Teman-temannya mengangguk, Syanin kemudian meninggalkan ruangan tersebut dengan tangannya yang digenggam oleh Geri.

"Kayaknya Rey sama Syanin lagi ada masalah," ujar Ikhsan memecah keheningan diantara mereka. Hal itu membuat ketiga teman Syanin menoleh padanya, tapi mereka tidak bisa berkata apa-apa.
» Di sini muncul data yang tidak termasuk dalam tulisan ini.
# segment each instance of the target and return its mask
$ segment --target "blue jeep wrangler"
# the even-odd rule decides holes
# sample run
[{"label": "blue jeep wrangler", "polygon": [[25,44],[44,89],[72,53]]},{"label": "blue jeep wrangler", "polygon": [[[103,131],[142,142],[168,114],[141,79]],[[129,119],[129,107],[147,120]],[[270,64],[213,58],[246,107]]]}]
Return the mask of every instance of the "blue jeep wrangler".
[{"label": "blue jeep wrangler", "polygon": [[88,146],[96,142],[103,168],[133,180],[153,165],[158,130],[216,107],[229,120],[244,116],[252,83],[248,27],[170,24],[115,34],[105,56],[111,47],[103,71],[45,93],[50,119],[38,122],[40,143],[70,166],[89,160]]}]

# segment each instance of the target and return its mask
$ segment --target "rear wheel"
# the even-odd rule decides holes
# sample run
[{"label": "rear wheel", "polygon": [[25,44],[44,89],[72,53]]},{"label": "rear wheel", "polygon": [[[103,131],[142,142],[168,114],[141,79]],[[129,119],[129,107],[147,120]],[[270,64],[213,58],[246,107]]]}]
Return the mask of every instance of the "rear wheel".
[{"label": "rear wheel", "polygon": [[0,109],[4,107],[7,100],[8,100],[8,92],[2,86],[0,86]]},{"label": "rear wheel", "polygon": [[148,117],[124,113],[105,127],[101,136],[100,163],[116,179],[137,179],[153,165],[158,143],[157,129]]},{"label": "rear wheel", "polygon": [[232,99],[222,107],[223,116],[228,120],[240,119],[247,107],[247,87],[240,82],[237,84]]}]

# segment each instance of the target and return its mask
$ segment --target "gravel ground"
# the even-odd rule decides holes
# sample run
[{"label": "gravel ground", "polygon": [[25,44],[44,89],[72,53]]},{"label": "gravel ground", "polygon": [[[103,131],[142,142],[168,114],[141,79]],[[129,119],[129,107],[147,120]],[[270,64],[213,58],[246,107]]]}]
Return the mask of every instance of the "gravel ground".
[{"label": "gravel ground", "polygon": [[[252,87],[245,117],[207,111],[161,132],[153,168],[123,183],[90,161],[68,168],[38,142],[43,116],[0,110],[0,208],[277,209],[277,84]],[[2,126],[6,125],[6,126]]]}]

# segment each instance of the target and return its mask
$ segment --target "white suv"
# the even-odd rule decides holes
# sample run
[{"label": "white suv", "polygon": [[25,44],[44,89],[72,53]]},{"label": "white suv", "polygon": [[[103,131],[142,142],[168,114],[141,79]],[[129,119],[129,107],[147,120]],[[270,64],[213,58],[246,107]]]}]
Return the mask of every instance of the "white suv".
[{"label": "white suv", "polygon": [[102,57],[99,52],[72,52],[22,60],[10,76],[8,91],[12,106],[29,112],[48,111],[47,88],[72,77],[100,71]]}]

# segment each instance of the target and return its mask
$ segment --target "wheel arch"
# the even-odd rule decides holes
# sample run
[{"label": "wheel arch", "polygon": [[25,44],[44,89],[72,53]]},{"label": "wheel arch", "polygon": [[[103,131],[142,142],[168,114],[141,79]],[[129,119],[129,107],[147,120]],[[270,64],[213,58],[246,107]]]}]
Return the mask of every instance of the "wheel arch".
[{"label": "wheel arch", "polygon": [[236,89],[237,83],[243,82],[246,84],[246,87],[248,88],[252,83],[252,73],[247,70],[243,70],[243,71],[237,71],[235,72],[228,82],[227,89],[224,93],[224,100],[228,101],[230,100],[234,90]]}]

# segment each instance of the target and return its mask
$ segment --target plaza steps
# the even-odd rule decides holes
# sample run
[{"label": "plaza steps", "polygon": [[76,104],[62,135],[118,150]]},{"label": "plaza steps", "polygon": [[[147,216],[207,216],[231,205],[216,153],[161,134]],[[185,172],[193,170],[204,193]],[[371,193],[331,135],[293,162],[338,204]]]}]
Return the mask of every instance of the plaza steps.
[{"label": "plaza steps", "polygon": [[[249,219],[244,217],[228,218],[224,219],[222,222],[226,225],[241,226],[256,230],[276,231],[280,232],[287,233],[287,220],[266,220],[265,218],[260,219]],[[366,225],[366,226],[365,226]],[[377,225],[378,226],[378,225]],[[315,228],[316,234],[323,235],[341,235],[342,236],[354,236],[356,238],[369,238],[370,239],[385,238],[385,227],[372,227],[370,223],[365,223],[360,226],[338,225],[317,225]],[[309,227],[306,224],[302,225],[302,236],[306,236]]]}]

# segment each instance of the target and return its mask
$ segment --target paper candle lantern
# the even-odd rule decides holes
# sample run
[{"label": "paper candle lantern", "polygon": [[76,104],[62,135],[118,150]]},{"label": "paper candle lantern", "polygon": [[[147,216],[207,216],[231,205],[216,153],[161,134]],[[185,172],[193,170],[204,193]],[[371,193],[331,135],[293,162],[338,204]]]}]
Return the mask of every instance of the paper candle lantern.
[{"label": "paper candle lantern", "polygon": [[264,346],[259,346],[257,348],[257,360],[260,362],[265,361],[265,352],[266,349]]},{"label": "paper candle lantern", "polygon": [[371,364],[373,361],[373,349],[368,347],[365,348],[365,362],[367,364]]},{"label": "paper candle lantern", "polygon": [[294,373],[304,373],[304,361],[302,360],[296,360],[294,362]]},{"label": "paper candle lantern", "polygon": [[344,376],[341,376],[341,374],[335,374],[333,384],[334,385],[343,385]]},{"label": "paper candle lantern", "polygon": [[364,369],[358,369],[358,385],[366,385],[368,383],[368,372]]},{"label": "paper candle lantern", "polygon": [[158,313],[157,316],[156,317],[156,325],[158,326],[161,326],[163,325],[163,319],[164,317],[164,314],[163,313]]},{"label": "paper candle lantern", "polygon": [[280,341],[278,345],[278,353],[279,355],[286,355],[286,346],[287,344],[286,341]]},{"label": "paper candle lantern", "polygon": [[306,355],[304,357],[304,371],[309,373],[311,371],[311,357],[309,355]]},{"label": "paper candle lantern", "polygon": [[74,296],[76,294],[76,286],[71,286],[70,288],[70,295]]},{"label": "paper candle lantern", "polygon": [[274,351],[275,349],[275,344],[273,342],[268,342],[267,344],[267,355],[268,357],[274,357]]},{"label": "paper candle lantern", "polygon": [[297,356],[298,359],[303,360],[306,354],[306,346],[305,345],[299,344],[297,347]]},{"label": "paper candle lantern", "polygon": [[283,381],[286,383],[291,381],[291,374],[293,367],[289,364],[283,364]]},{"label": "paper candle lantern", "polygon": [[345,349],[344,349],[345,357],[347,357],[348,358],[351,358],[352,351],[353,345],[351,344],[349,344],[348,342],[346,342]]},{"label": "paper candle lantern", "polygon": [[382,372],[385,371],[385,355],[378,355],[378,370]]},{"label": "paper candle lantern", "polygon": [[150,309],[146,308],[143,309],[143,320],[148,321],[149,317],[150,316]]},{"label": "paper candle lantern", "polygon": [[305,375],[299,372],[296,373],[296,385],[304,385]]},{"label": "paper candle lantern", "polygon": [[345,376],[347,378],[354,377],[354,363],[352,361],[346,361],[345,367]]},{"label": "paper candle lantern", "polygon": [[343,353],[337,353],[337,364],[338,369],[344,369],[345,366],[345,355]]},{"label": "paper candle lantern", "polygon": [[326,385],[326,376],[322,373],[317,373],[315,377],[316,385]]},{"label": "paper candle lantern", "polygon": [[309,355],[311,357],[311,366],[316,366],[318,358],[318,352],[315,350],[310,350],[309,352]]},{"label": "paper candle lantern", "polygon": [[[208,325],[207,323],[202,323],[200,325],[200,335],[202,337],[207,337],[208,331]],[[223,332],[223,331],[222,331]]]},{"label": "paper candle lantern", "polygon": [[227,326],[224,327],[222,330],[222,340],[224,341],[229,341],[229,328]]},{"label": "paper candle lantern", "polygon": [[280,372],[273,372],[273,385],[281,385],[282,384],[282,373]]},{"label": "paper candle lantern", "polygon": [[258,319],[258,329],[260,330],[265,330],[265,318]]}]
Tidak lama kemudian, ruangan putih luas tersebut mulai terisi dengan teman-teman sekelas mereka membuat mereka kembali ke mejanya masing-masing. Terkadang, mereka pikir, Syanin terlalu membuat hatinya jatuh pada Rey.

Padahal, ia sendiri tidak yakin apakah ia dan Rey akan berujung bersama dengan mereka berdua yang selalu beralasan tidak mau kehilangan sahabat terbaiknya. Kenapa Syanin tidak membuka hati untuk Geri saja? Geri adalah orang baik, selalu mengerti Syanin, selalu mengutamakan Syanin.

Tapi, perasaan memang tidak bisa dipaksakan.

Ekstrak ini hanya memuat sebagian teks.